“What a Fool Believes” by The Doobie Brothers

On “What a Fool Believes”, the narrator tells the story of a meeting between a man and woman who may have had some sort of relationship in the past. From the perspective of this man, he intends to use this meeting as an opportunity to recreate old feelings so as to return to his love interest’s life, meanwhile this lady was never interested in him.

As the story unfolds in the lyrics, we see that this woman possibly honored their meeting out of mere respect and not because she also had feelings for him. She makes it clear by offering an apology but it appears this man refuses to admit that the reunion he is longing for is impossible.

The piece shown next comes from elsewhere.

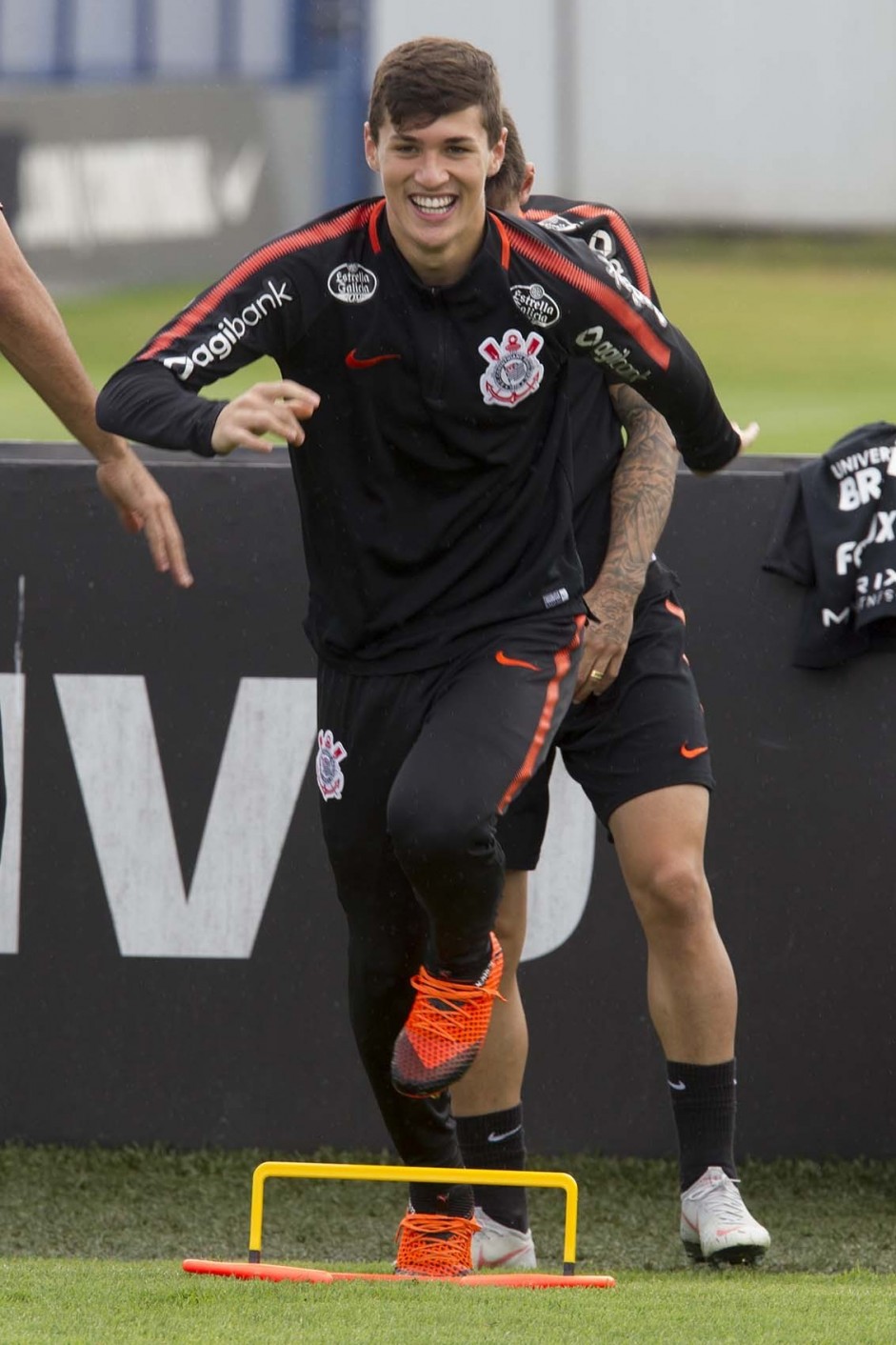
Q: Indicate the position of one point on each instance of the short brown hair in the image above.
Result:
(432, 77)
(502, 191)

The truth of the matter is that he may well be aware but would rather deceive himself into thinking that the feeling is mutual instead of rationally acknowledging that she has no feelings for him. Throughout the song, the man lives in denial and continues to maintain a desire that may never be fulfilled. It is for this reason the songwriter labels him as a fool.

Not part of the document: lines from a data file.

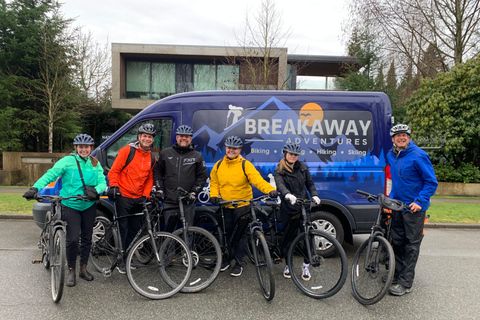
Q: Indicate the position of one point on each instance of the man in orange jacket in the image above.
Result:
(131, 184)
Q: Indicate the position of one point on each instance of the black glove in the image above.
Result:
(91, 194)
(273, 194)
(159, 194)
(31, 194)
(113, 193)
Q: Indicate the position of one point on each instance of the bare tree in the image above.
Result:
(414, 29)
(261, 54)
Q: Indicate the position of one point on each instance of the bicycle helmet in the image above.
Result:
(83, 139)
(185, 130)
(292, 148)
(147, 128)
(400, 128)
(234, 142)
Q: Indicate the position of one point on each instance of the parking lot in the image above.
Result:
(446, 287)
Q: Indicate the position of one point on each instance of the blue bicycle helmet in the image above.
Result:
(83, 139)
(292, 148)
(185, 130)
(234, 142)
(400, 128)
(147, 128)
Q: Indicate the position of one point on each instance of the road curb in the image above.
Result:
(430, 225)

Facts about “What A Fool Believes”

This Doobie Brothers’ classic was released in December 1978.

It was produced by Ted Templeman and written by Kenny Loggins alongside Michael McDonald.

McDonald created the concept of the reunion and futile attempts by the ‘fool’ to rekindle a non-existing relationship, while Loggins continued from the bridge, finishing the lyrics over a phone call.

Producer Templeman had to play drums along with Keith Knudson. According to him, the sole aim was achieve what he had been describing as a ‘floppy record with a floppy feel” right. The band had already recorded the song for about six consecutive days before he made that decision.

It was rumored that Michael Jackson was not credited for contributing backing vocals to the Brothers’ original recording of this song. The band later dismissed these rumors as untrue.

At the 1980 Grammys, this classic won the Brothers the “Song of the Year” honor. In claiming the award, the song beat several other hits, including Kenny Rogers’ “She Believe in Me“.